Nozari has encountered many such patients. At the age of 25, having just graduated with an M.D. from the Tehran University of Medical Sciences, she was working as a research assistant in a psychiatric hospital at the University when one such encounter, as she says, “changed everything for me.” During a picture naming task, the patient misidentified the image of a sheep with a series of words that had a curious pattern to them: “wolf, no, steep, no sleep.” So intrigued was Nozari by this pattern that she went back to her computer and started searching for information on speech errors and the brain. What she found was a study by psycholinguist Gary Dell presenting a computational model of the brain which imitated speech errors. “I was absolutely fascinated,” she says.

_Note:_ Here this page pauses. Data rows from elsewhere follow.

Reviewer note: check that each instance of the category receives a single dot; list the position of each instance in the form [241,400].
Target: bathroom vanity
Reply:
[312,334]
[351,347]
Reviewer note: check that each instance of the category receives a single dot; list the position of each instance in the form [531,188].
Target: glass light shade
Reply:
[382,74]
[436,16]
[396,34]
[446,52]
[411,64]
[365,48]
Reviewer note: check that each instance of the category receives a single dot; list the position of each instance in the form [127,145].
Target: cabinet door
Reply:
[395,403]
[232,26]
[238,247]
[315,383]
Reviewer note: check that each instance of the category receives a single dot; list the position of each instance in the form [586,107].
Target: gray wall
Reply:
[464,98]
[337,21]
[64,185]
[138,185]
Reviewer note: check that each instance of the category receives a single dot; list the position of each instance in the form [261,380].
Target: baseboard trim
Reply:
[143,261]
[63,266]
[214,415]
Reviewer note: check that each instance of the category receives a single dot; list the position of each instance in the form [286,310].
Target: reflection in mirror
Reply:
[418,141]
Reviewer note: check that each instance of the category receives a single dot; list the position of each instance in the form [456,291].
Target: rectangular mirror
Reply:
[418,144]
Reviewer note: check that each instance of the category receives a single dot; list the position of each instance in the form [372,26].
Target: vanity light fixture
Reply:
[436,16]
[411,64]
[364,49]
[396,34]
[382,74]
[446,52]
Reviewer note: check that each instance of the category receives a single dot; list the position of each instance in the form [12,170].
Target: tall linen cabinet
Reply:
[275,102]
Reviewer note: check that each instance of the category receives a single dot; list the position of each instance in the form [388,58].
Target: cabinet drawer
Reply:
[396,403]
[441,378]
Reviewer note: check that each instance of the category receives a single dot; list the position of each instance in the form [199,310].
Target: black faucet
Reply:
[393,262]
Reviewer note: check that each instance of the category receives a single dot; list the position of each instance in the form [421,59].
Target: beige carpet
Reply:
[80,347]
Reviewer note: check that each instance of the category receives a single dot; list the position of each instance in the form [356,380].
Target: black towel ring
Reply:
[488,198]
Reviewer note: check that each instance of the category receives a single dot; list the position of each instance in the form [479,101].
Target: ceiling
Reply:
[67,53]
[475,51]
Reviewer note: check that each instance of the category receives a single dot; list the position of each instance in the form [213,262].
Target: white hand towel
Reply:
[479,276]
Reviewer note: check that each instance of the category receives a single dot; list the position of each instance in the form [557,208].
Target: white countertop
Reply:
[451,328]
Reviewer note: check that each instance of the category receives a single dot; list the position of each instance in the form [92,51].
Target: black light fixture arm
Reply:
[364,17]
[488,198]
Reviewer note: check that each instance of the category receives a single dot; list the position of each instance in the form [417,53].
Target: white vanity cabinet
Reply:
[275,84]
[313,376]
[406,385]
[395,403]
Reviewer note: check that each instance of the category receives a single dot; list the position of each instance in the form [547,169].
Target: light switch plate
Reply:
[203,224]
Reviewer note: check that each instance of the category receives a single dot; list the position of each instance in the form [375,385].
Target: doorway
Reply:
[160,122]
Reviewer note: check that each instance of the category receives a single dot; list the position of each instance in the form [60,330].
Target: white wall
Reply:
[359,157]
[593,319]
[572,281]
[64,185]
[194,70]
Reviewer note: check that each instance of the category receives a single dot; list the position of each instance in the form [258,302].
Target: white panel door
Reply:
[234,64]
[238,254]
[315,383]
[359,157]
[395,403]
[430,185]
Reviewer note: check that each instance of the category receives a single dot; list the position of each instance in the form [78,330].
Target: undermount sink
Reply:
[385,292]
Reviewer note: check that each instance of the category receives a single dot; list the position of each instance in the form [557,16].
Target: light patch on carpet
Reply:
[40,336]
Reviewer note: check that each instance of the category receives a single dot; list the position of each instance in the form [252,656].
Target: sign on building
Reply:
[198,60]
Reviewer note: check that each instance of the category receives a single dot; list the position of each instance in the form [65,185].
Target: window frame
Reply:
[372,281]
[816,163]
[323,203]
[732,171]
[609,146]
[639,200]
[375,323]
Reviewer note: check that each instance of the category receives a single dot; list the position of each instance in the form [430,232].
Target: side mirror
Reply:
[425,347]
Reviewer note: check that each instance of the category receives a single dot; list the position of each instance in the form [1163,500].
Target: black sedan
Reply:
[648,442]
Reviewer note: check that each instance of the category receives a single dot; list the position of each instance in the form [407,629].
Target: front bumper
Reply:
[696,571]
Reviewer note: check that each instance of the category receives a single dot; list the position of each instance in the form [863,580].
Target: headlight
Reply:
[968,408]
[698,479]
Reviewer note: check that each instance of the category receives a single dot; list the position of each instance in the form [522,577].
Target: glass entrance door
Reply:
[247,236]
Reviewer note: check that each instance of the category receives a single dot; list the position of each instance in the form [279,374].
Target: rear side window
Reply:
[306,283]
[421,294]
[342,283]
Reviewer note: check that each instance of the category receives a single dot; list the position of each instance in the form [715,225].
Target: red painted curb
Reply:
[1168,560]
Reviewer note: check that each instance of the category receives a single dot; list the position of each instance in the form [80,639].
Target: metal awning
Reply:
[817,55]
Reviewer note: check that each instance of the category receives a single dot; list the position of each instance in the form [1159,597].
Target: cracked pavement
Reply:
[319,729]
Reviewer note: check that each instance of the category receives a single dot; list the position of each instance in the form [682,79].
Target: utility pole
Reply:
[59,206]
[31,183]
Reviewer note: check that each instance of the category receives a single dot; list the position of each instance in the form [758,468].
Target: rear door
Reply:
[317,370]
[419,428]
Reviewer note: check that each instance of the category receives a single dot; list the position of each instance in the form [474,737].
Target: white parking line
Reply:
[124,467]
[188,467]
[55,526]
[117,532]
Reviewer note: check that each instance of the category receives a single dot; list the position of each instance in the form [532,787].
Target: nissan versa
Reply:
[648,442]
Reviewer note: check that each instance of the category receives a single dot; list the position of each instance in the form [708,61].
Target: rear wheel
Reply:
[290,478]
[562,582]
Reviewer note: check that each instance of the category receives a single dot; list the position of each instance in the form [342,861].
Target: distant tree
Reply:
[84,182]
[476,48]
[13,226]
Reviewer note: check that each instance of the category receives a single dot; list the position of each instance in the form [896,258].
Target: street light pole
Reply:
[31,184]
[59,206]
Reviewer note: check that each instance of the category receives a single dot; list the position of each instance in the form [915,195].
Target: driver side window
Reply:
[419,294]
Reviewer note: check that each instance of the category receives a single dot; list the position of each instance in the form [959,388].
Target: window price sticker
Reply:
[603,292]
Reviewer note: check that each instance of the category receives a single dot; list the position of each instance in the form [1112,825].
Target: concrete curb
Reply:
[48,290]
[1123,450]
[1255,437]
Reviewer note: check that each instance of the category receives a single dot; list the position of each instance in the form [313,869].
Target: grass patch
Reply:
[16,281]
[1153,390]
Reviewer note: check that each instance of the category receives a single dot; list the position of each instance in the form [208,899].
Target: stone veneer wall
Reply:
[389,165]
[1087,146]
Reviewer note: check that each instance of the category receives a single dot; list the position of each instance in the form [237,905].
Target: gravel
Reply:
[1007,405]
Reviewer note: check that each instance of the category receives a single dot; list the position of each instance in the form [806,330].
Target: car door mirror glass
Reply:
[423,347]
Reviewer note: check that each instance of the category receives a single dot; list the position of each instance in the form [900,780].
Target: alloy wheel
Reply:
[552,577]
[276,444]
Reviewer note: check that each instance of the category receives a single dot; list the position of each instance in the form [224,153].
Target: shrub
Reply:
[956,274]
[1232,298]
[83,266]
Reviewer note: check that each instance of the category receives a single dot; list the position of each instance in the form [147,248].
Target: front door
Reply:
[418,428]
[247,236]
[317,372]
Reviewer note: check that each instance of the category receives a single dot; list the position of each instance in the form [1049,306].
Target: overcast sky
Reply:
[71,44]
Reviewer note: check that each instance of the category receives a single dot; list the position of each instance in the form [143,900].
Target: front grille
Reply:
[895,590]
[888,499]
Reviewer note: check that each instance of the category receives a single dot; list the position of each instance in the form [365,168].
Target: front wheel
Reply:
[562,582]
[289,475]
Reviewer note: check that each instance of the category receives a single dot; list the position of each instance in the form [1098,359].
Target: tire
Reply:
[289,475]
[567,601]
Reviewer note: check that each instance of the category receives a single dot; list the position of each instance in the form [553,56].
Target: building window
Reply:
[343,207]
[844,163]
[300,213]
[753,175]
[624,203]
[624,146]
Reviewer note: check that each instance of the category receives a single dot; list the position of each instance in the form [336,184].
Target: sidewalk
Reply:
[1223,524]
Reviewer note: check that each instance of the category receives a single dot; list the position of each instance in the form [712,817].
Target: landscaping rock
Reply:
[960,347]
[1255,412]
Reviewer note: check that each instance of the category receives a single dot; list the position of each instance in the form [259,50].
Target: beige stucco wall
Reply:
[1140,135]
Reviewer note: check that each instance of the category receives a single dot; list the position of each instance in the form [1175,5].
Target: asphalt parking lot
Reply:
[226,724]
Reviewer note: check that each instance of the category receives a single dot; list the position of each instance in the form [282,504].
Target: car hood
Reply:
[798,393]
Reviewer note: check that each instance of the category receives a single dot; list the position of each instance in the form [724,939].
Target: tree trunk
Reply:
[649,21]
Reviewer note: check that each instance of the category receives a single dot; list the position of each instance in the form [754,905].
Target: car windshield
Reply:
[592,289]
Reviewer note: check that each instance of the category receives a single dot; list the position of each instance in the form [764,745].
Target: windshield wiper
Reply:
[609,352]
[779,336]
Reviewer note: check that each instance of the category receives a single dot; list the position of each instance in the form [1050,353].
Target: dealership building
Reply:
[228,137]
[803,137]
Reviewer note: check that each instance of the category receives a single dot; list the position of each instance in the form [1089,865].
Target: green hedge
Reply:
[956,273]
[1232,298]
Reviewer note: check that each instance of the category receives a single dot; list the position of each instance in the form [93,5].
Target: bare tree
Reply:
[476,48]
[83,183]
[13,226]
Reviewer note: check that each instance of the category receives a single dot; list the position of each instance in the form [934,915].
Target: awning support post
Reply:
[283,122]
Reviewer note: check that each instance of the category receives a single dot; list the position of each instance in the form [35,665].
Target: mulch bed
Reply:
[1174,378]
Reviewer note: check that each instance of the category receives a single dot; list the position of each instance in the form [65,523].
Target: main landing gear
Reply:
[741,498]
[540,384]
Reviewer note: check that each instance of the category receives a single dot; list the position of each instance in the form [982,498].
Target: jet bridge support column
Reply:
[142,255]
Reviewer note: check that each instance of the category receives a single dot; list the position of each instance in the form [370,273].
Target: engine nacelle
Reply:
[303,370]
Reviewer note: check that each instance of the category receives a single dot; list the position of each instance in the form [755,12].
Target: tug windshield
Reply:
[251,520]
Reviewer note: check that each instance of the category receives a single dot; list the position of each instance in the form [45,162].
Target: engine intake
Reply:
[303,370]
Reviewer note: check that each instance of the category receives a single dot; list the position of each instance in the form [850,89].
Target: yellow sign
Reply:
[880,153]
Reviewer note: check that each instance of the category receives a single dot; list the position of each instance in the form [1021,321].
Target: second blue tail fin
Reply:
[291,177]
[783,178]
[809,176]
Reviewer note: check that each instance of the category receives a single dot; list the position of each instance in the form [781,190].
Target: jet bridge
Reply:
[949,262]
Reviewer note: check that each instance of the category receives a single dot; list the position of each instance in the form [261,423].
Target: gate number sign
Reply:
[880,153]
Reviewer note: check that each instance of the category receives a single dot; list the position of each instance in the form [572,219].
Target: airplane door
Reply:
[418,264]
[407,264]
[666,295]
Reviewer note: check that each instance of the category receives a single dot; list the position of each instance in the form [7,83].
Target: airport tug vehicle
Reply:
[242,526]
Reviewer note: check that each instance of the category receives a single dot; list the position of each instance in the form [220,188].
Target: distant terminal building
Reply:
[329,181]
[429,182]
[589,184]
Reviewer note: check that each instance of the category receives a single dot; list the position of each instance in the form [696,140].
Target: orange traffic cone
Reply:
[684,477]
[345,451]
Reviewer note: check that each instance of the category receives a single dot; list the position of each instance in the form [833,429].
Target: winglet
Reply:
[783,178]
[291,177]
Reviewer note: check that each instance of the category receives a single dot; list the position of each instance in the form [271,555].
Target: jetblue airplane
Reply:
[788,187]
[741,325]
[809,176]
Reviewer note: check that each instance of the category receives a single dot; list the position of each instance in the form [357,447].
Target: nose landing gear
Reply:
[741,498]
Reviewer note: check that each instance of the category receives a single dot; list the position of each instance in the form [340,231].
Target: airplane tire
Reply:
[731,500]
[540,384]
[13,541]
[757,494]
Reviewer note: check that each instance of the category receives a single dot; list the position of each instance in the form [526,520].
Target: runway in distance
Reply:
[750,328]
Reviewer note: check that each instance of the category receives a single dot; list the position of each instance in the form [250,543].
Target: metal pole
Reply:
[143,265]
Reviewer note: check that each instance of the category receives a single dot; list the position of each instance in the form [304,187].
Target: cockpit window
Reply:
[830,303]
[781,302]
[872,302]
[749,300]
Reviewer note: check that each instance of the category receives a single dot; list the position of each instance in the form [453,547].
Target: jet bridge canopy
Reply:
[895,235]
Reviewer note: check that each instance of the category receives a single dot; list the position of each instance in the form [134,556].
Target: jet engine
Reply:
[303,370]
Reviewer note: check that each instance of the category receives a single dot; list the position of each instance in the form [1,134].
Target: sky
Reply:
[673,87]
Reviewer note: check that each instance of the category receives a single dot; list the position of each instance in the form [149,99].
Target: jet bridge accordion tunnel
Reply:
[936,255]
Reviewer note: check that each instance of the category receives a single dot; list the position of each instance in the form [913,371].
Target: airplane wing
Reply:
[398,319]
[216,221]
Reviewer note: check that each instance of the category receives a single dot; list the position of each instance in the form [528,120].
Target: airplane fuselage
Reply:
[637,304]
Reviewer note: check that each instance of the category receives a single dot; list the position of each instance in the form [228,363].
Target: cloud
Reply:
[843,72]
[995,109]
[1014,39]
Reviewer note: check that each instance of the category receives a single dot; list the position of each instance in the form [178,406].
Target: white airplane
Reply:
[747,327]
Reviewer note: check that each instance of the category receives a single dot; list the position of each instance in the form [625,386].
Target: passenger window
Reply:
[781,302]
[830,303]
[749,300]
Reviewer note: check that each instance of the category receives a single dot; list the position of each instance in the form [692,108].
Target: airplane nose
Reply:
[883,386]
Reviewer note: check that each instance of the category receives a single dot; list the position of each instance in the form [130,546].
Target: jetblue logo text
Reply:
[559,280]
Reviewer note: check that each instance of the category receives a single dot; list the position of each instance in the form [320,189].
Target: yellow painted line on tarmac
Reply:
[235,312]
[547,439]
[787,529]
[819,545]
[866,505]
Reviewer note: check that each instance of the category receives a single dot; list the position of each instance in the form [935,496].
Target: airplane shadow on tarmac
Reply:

Having accidentally stumbled into the field of cognitive psychology, not widely known in Iran at that time, she began an email correspondence with Dell, who shared his knowledge and explained how she could ultimately become a practitioner in the field. As she puts it, “This generous man patiently addressed my very naïve questions over the next couple of months.” And before long she was on her way to becoming a Ph.D. student at the University of Illinois Urbana-Champaign with Dell as her advisor. As she sees it, “He really did take a chance on me and I’m really grateful that he did.”
She clearly thrived in that environment, picking up other interests in areas such as visual processing and attention, and continuing to work with patients. Some 15 years, several positions and much professional recognition later, her interests have expanded even further. But at Indiana University, another Midwestern intellectual enclave, she says, “I feel like I’ve come full circle.”